All das sind Aspekte, die es ermöglichen, daß manche auf dem Thema Sicherheit die kleine Münze herunterschlagen, indem sie beliebige Behauptungen über die Entwicklung in der Kriminalität aufstellen können, weil es von der jeweils kurz zurückliegenden Referenzperiode gar keine offiziellen Daten gibt. Dann kann man frei interpretieren oder zum Beispiel – wie das im vorliegenden Fall Kollegin Partik-Pablé gemacht hat – die vielleicht etwas salopp formulierte Aussage von Kollegen Kiss "pro Minute ein Verbrechen" absichtlich mißinterpretieren, indem man einfach mit allen Jahresminuten multipliziert. Das war eine Metapher, würde ich sagen. (Abg. Dr. Partik-Pablé: Das war nicht salopp! Nein, nein! Das war die Überschrift vom Pressedienst! Das war die Überschrift vom Pressedienst!)

Jetzt braucht er nicht meine Verteidigung, aber es darf nicht sein, daß man solche Dinge in absolute Zahlen umrechnet und sie dann als fix hinstellt. Dann wird zitiert, und an den Stammtischen kursiert diese fixe Zahl. Wenn noch dazu ein Kollege, mit dem ich durchaus gelegentlich meine Differenzen habe, in diesem Fall als Zeuge für etwas mißbraucht wird, was er so gar nicht gemeint haben kann, dann ist das eine Art von Sicherheitsdebatte, die ich nicht mag. Das mag ich nicht. Ich bin mit Kollegen Kiss gewißlich nur ganz selten einer Meinung, aber das, bitte, geht nicht!

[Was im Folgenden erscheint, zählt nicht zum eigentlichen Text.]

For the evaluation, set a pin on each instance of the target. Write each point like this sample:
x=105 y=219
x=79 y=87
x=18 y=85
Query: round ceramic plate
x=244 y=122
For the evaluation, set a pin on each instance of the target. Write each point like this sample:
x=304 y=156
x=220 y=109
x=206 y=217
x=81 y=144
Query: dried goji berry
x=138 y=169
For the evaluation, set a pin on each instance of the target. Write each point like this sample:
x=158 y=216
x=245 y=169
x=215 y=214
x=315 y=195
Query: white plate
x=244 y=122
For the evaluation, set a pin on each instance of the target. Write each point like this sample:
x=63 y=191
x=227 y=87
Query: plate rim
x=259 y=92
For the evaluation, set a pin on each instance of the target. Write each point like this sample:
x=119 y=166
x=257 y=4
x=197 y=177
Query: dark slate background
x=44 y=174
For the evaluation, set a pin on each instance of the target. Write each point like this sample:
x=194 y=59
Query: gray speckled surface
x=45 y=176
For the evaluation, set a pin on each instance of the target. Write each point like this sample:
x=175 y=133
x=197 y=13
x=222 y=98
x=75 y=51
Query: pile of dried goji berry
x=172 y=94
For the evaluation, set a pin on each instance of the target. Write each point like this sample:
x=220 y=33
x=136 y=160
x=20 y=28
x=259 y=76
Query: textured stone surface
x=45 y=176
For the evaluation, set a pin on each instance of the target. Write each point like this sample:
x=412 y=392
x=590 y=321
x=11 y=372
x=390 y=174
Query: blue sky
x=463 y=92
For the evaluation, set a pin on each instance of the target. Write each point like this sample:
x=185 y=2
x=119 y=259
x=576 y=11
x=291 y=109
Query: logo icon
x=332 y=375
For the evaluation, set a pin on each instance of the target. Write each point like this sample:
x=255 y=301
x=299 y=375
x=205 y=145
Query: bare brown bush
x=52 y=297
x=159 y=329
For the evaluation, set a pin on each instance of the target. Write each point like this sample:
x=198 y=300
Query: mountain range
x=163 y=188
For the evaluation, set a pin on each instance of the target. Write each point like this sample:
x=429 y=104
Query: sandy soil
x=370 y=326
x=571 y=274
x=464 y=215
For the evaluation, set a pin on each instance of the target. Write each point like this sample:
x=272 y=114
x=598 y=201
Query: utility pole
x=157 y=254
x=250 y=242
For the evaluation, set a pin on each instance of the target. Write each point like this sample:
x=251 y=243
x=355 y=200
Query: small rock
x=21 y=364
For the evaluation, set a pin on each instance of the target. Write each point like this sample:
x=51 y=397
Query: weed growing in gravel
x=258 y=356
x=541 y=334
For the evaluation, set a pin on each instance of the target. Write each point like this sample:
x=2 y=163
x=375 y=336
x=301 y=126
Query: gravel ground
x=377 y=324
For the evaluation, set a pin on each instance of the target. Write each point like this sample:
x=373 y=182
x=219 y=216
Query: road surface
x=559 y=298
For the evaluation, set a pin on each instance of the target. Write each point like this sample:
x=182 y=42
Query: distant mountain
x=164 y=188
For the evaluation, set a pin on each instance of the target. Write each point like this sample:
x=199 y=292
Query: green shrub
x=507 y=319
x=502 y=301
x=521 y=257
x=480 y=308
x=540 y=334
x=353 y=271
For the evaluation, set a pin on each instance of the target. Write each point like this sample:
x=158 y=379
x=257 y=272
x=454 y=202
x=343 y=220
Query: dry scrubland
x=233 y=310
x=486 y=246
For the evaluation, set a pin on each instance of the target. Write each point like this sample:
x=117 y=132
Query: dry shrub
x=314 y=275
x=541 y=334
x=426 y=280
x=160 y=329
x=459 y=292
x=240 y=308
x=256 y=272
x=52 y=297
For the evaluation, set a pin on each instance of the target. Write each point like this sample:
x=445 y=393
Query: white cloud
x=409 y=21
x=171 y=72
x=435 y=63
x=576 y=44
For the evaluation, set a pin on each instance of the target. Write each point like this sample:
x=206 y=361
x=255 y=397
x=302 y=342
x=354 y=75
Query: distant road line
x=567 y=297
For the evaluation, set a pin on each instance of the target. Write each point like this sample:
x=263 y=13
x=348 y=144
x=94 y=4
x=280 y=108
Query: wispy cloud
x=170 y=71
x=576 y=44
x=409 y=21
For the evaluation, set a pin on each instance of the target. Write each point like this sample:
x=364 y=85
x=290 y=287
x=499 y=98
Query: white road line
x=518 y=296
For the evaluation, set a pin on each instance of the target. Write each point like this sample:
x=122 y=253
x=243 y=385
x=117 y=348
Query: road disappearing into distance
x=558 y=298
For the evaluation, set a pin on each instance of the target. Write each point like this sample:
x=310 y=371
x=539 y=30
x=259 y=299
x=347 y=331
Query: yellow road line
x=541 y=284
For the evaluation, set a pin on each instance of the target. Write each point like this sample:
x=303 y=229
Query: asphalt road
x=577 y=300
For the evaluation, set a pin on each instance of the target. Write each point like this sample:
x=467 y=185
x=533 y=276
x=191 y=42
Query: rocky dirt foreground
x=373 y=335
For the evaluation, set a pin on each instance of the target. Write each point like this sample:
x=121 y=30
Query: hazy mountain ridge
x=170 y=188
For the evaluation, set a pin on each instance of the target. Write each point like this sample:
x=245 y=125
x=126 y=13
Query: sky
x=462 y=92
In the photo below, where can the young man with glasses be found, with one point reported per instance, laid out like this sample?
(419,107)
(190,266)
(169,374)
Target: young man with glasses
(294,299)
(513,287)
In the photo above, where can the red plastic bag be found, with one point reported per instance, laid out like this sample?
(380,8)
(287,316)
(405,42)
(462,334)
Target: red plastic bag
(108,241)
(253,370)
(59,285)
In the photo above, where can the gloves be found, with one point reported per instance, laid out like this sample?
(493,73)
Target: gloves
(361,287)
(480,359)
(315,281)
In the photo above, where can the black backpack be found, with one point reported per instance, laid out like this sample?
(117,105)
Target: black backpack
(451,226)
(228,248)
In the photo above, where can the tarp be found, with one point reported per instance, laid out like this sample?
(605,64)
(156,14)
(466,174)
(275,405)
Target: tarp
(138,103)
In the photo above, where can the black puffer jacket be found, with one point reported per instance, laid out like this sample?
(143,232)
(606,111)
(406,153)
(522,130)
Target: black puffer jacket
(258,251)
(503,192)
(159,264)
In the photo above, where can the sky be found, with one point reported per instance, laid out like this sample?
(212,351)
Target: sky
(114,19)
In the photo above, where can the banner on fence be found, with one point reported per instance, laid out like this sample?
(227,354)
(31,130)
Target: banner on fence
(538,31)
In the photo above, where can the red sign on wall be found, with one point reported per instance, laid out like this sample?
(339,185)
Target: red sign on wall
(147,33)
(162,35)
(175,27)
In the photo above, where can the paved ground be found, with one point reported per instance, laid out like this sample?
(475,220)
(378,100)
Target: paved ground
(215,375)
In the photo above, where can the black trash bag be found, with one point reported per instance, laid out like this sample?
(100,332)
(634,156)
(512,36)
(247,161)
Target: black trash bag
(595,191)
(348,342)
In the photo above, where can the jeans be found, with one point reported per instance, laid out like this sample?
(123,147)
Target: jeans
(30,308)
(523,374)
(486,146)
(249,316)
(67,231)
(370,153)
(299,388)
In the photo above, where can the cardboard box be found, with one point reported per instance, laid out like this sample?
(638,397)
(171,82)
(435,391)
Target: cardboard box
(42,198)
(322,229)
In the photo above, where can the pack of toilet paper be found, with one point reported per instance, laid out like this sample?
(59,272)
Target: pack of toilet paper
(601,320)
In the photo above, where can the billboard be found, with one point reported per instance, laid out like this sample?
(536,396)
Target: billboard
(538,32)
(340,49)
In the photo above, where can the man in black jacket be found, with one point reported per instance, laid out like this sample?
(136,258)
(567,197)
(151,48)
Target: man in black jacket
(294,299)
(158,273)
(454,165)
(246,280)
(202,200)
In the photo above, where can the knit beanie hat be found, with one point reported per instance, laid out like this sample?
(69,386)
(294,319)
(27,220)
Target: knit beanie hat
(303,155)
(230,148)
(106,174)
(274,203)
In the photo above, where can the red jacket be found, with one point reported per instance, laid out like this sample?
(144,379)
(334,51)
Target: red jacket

So kann man das nicht machen.

Es wird dann mit Begriffen wie die Asiaten oder die Russen oder die Italiener oder die Türken herumgeworfen, also in einer völlig allgemeinen, pauschalierenden Form. Natürlich wissen wir, daß das organisierte Verbrechen auch solche Anknüpfungspunkte hat, und natürlich werden, wenn sich Kriminelle in Rußland etwas ausdenken, was sie unter dem Anschein der Legalität hier veranstalten wollen, indem sie eine Firma gründen, die Gesellschafter dann wohl hauptsächlich Russen sein. Das ist schon richtig, aber das ist kein nationalistisches Problem, sondern das ist ein Problem der Herkunft von Verbrechensorganisationen. Diese haben zwar einen lokalen Bezug, aber das – noch dazu in einer Sicherheitsdebatte – so zu überhöhen, als ob das sozusagen ein Wesensmerkmal der Russen, der Asiaten oder der Türken wäre, das dient der Angst und nicht der Sachlichkeit. (Beifall beim Liberalen Forum und bei Abgeordneten der SPÖ.)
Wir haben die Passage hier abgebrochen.